Why I’ll never quit Twitter – Helen Zille
The Western Cape premier has explained why she can't accede to the request even if it comes from 'good, caring people'.
Former Democratic Alliance leader Helen Zille. File picture: Werner Beukes/SAPA
In the wake of one of South Africa’s biggest Twitter controversies when Helen Zille tweeted that the legacy of colonialism was not “all bad”, she has penned an opinion piece to explain that she will not accede to requests to quit the social media platform.
She is one of the country’s most followed twelebs, with 1.27 million followers at last count.
In her piece she explains that she understood why people she admired, such as Stephen Fry, quit Twitter because it had become, in the British celebrity’s words, a “stalking ground for the sanctimoniously self-righteous who love to second-guess, to leap to conclusions and be offended – worse, to be offended on behalf of others they do not even know”.
She then accuses South African analysts of “supporting the authoritarian timeline-trawlers, who search the net for any statement they can misrepresent to manufacture public outrage. And as our mainstream media ratchets things up, even sensible people start believing that the ‘right’ to be shielded from an opposing (or offensive) opinion is as important as the right to free speech.”
To her this is among the main reasons she wants to instead stay on the platform, however.
“Twitter exposes me to a world that would otherwise be entirely outside my realm of experience. And although it can be profoundly alienating, I must acknowledge that it is shaping (and being shaped by) the world-view of a new generation seldom exposed to complex analysis or nuanced debate. It is a world in which facts don’t matter, where history and the present are selectively interpreted to reinforce personal feelings and peer-group prejudices, and where trolls (digital gangs), hunt down anyone with an independent opinion.
“It is a window into the world of millennials which weaves together contradictory qualities such as hyper-sensitivity to perceived offence, and total insensitivity towards the feelings of others. It is a worldview often framed by intolerance, victimhood and entitlement.”
She explained that Twitter can nevertheless still be useful for spotting emerging trends and shifts in the “Zeitgeist” because the relative anonymity of the platform allows people to not only express their true thoughts but also shows how small groups with nefarious agendas can set out to shape public opinion to suit their own ends through using “black ops”.
She expressed concern at how such activity on “dark social” could support “the growing network of agenda-driven campaigns that are not only anonymous but untraceable”, such as what happened in the US elections, allegedly driven by Russian agents to divide American society.

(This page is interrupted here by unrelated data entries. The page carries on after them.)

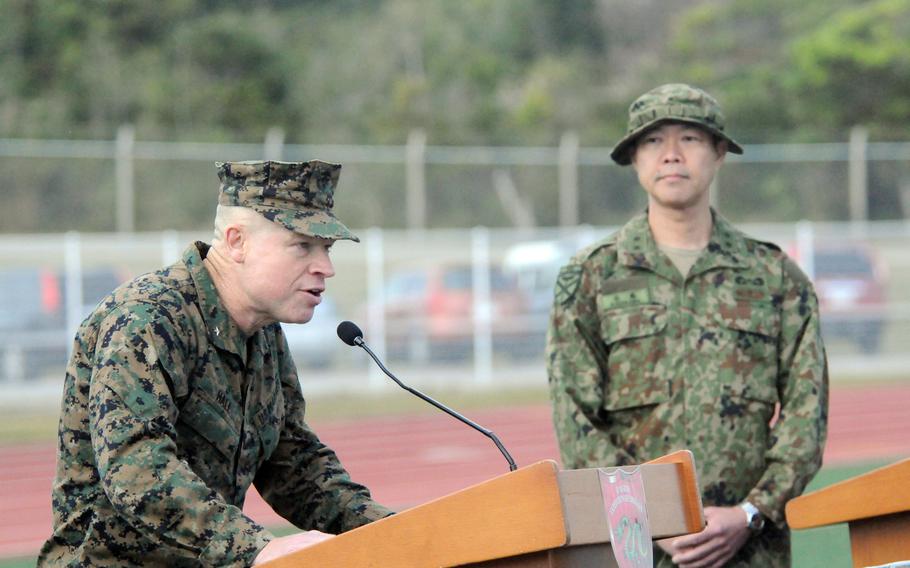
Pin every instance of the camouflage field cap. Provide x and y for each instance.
(297, 195)
(677, 102)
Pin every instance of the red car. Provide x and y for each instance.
(429, 313)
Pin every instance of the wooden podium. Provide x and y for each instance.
(876, 506)
(536, 516)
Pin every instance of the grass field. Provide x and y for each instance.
(822, 548)
(827, 547)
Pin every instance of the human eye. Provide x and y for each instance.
(650, 139)
(693, 136)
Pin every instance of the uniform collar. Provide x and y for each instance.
(636, 248)
(221, 329)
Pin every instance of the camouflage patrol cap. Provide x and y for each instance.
(296, 195)
(672, 102)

She referenced the famous Bell Pottinger “Bots” campaign in South Africa that tried to drive racial polarisation “to influence the ANC’s succession race”, saying that campaign failed since Cyril Ramaphosa was elected president and not Nkosazana Dlamini-Zuma.
Zille warned on the dangers of such anonymity, arguing “there will come a tipping point where the abuse is so pervasive that it smothers the residual value, and the trolls and bots will be left shouting at each other. Indeed, this is one of the reasons I am often tempted to get off Twitter. But then I think about how valuable the platform could be for airing different opinions and advancing public debate. The potential advantages of such a platform in a democracy are too obvious to surrender without a fight.”
She then writes extensively about what she considers the problem of identity politics in South Africa, where “whiteness” is ultimately translated to the simple understanding that “Whites are the problem in South Africa” – a discourse she describes as “once marginal” but “now it is mainstream”. She evidences this with a reference to Jacob Zuma having attributed South Africa’s ills to “white monopoly capital” in a state address, a problem that “he promised to tackle head-on”.
She expressed hope that such polarising discourse would now change after new president Cyril Ramaphosa said in his state of the nation address that, “We should reaffirm our belief that South Africa belongs to all who live in it. For though we are a diverse people, we are one nation. There are 57 million of us, each with different histories, languages, cultures, experiences, views and interests. Yet we are bound together by a common destiny.”
To Zille, dangerous racial identity politics “has its roots in precisely the same political philosophy as that on which the edifice of apartheid was constructed: Afrikaners, a small minority on the African continent, believed their cultural identity was threatened by majority rule; so Verwoerd developed a plan to balkanise the country so that, in theory at least, each ethnic group would one day govern itself”.
She declared that she would thus remain committed to the “opposite vision for South Africa” as “an inclusive, open, opportunity-driven society, in which each individual is free to determine their own identity, and be evaluated on their personal attributes, not the demographic accident of birth”.